The talk show follows "The Tonight Show with Jay Leno" on NBC at 12:30 a.m.

Through his Lunar Embassy office in Gardnerville and an international network, Hope has been selling property on the moon and other celestial bodies for 23 years.

It's a good bet O'Brien will bring the topic up.

"Two former U.S. presidents, physicians, scientists, politicians and part of England's royal family have all bought property," he said. "Everyone has their own reasons."

He said a lot of people think it's a novelty, but more than 1,300 corporations, including mining companies and Hilton and the Marriott (hotel chains), have purchased property on the moon.

"Some people are interested in purchasing land for launch facilities," Hope said. "They want to use the moon as a base for fixing satellites."

A ventriloquist from the time he was 10 years old, Hope readily admits that he was never a conformist.

"I was a product of the 1960s and when I started doing this, it was tongue-in-cheek," he said. "A way to stick it to the establishment."

A springboard diver, he was attending Linfield College in Oregon on a scholarship and in 1968, a political science class inspired him.
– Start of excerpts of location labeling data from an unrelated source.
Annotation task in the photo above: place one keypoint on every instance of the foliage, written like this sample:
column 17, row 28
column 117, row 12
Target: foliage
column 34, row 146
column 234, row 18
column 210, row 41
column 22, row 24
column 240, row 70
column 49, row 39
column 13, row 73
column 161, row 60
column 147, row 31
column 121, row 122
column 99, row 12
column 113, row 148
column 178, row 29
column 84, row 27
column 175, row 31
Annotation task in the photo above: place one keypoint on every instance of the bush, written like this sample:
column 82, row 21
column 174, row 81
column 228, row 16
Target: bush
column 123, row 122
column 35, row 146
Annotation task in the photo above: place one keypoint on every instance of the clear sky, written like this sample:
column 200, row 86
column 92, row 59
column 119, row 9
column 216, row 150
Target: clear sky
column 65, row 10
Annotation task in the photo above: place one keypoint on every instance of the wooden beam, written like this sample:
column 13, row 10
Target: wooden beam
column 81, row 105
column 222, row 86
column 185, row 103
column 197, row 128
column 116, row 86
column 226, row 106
One of the topics was the U.N. Outer Space Treaty of 1967, which said no nation could have sovereign control over heavenly bodies.

"I remembered that and in 1980 when I was getting a divorce and hadn't worked for over a year, I got a copy of that treaty," he said. "Nowhere did it mention individuals.

"I filed a declaration of ownership with the United Nations, the United States and the former USSR for the Moon of Earth, the other eight planets (in the solar system) and their moons."

He said he wants to sell the property and requested that those governments advise him on whether there were any legal ramifications. No one did.

The going price for a piece of the moon has risen in the past couple years because so much of his business is Internet-generated, he said.

Early in the enterprise, he sold 1,777.58-acre tracts of moonscape for $15.99 each. Now, one acre costs $19.99.